Comment agir face à quelqu’un qui vient de subir un choc ?

J’arrive un matin au travail et découvre qu’un de mes collègues vient de subir choc… Que se soit quelqu’un qui l’a agressé dans la rue, son conjoint, un proche qui lui a hurlé dessus, une voiture qui l’a renversé… On peut avoir du mal à se positionner en ayant peur de prendre une place qui n’est pas la nôtre, d’être indélicat… 

Fanny Bassan, psychologue et praticienne EMDR, nous aide à comprendre comment gérer ce type de situation. Il y a plusieurs choses que nous pouvons faire, avec son coeur et son intelligence en s’adaptant à la personne en face de nous et à la situation. 

  • En premier, je m’assure qu’il est en sécurité

Avant tout, il faut s’assurer que mon collègue est complètement sorti de la situation stressante ou dangereuse. S’il ne l’est pas, appelez les numéros d’urgence.

  • Je l’écoute avec bienveillance 

S’il accepte de parler de la situation qu’il a subie, il est primordial d’écouter avec bienveillance, sans émettre de jugement, pour qu’il se sente entendu, soutenu et compris. S’il peut être bénéfique de normaliser les signes de détresse après un traumatisme (en validant les émotions que ressent la personne – « c’est normal d’être toute tremblant et d’avoir du mal à travailler avec ce que tu as vécu ! »), il n’est jamais productif d’essayer de dédramatiser la situation dans laquelle se trouve la personne (c’est-à-dire, évitez à tout prix de dire « mais ça va passer, t’inquiète. »).

  • Je m’assure qu’il a un entourage qui le soutient.

Il est important de s’assurer que mon collègue a un bon réseau de soutien pour l’aider à traverser cette épreuve (une famille, des amis…) Vous pouvez également lui faire comprendre que vous êtes, vous-même, disponible pour lui. Les questions comme « Qu’est-ce que je peux faire pour toi ? » sont particulièrement bienvenues pour que la personne se sente vue et entendue.

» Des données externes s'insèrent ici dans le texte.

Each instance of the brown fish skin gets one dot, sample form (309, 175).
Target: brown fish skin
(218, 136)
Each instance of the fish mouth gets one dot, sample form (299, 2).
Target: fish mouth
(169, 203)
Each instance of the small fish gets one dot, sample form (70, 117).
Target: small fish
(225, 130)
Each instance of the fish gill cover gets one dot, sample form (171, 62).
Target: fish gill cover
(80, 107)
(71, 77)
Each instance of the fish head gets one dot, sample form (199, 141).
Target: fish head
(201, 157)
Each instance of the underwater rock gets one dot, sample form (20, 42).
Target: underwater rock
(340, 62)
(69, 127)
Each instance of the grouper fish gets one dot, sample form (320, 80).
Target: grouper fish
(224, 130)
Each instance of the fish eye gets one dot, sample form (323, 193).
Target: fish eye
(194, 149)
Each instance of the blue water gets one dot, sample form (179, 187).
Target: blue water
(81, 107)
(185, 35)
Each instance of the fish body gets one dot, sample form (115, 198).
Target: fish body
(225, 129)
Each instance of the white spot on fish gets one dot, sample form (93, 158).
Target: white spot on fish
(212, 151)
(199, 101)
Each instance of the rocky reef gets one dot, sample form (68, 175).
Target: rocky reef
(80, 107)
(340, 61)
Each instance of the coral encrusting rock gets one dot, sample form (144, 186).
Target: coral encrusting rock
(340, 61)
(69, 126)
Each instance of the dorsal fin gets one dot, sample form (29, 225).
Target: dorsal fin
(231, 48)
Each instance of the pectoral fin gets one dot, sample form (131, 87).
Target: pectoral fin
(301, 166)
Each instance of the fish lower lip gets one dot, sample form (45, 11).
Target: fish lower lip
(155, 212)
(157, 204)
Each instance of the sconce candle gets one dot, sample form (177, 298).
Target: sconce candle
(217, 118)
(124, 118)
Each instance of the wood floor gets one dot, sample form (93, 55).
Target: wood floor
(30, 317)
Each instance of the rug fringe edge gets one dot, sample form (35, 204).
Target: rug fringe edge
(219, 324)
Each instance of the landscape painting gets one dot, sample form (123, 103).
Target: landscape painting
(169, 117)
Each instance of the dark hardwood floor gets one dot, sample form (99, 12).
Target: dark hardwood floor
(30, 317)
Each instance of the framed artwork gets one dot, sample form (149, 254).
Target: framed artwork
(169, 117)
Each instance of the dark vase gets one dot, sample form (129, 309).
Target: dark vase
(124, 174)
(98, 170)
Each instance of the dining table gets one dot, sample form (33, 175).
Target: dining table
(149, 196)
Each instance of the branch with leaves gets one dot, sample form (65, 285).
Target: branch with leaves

  • Je peux l’accompagner tout doucement vers des professionnels de santé

Que faire si la détresse ne passe pas ? Plusieurs jours ou semaines sont passées, et je remarque que mon collègue présente toujours des signes de détresse. Dans ce type de situation, il peut être utile de connaitre le réseau de services psychologiques disponibles autour de soi (par exemple, les psychologues PepPsy qui sont formés au trauma, des centres médicaux psychologiques, les numéros de ligne d’écoute etc.). Toujours avec bienveillance et douceur (il n’y en a jamais assez 😉), je peux accompagner mon collègue dans sa démarche de recherche d’aide professionnelle. S’il est méfiante des services disponibles, se sent mal à l’aise d’aller voir un psy, ou a peur d’être jugée, je lui partage ma propre expérience…ou celle de proches qui ont été consulter.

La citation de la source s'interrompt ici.